County council plans to transform a 25-acre expanse of the historic Standford Grange Farm in Headley into a ‘Suitable Alternative Natural Greenspace’ (SANG) for dog walkers have been criticised by a specialist conservation architect.
Hampshire County Council has applied to the local planning authority, East Hampshire District Council, to designate part of the farm as a SANG to offset the impact on local heathland of the 147 new homes being built at the former Mill Chase Academy site.
The proposed SANG would occupy three existing fields to the south east of the former school site, providing a new circular walk designed to attract home-owners – and their dogs – away from the Wealden Heaths Special Protection Area just 1.3km from the housing site.
Standford Grange Farm is owned by Hampshire County Council and leased to a tenant farmer. The application, submitted on behalf of Miller Homes, states the SANG would not harm the viability of the farm.
However, Jack Warshaw, a specialist conservation architect based in Standford Lane close to the application site, has slammed the county’s plan to turn a large area of the ‘County Farm’ into a “people’s and dogs’ exercise area”.
Mr Warshaw, whose open letter to East Hampshire District Council leader Richard Millard is printed in full on Page 3 of this week’s Herald, says the proposal will render the 100-acre farm “unviable” and cites a commitment by councillors in 2012 to safeguard the farm.
It also come just a month after East Hampshire District Council announced plans to buy a community farm somewhere in the district.
This irony has not been lost on Mr Warshaw, who has accused the local authorities of offering a “shiny new wrapper with nothing but air inside” while destroying an “actual real, live, prize-winning working farm”.

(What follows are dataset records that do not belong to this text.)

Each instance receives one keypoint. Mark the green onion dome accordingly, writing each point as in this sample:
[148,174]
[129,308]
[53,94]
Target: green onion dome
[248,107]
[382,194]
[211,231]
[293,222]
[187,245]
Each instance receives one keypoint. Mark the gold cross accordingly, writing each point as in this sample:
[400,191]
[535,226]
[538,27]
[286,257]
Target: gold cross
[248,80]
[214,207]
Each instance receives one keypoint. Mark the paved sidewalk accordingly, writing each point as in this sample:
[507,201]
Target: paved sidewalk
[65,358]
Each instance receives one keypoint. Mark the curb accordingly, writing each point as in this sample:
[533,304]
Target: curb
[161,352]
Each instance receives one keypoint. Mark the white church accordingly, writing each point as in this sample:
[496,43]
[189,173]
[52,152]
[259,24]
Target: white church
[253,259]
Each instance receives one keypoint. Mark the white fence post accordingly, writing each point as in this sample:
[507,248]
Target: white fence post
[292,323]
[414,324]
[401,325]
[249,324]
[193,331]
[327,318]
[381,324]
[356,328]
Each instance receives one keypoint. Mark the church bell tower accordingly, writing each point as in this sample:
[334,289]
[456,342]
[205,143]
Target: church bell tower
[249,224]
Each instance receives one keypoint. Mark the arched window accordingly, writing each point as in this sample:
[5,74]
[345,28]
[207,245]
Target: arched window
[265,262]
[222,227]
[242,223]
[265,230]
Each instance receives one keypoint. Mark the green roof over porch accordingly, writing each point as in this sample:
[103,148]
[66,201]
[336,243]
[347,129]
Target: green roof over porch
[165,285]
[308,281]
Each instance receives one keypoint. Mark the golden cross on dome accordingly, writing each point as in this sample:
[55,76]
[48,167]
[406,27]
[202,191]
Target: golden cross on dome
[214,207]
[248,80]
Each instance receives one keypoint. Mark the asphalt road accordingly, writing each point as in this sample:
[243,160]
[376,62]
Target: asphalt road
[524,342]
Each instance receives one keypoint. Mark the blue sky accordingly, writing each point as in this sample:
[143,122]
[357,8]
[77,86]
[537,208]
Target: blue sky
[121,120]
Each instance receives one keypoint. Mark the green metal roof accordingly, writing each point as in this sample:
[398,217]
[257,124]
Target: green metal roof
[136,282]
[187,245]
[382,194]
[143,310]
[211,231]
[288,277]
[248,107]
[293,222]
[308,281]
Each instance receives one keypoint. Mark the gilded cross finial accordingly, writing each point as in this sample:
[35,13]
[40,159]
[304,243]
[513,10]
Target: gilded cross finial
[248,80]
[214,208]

Mr Warshaw says the Hampshire County Council plans would change around a third of the 100-acre public-owned farm at Standford Grange to a SANG, leaving the historic farm – one of the few remaining operational farms locally – “ripe for selling off as another housing estate”.
This has been dismissed by the county council, however, which states in its application that the county’s farm estate comprises landholdings as little as 4.4 acres, and stresses a “smaller farm holding at Standford Grange would not impact the viability of the farm”.
Responding to concerns visiting dogs could impact on cattle in adjoining fields, the county council’s application also adds perimeter stockproof fencing would be installed around the SANG, and gates would be installed at entrances to prevent dogs escaping.
There have been concerns that new homes could be built on Standford Grange Farm for well over a decade and a half – with reassurances given by senior councillors in 2008 and 2012 that no homes were proposed for the site.